In the past few decades, several studies have used nanoparticles for photocatalytic reactions. For practical applications, the use of nanomaterials may not be advantageous due to the difficulties in removing them from processed liquids, and they also pose possible health risks. We have developed a procedure that uses chitosan to convert nanosized photocatalysts into micron sized materials without losing their efficiency or surface area. Additionally, the synthetic method offers the possibility of adding functionality like macroporosity and doping carbon or gold nanoparticles.

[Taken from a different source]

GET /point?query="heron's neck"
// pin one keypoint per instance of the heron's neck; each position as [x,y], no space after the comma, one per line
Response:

The synthesis involves ultrasonic emulsification of tetradecane in an aqueous chitosan solution containing photocatalytic nanoparticles. Tetradecane-core chitosan/photocatalyst composite-shelled microspheres were produced during the ultrasonic emulsification process. Calcination of these microspheres resulted in the formation of carbon doped micron-sized photocatalytic particles with macroporous structure. Detailed characterisations were carried out using dynamic light scattering, zeta potential, SEM, TEM, BET, XRD and XPS measurements. A possible mechanism for the formation of micron-sized photocatalytic particles is proposed. The photocatalytic efficiencies of synthesised microparticles and their reusability through filtration were evaluated and compared with that of starting nanomaterials using two organic dyes as model pollutants. One of the catalysts (gold doped photocatalyst) was also tested for H₂S gas removal by adsorption. The regeneration of the adsorbent was also achieved after room temperature photocatalysis. The results indicate that the synthetic procedure can be used to produce macroscale photocatalysts with a size range of 10–20 μm as efficient as the starting nanopowders (size range of 20–50 nm).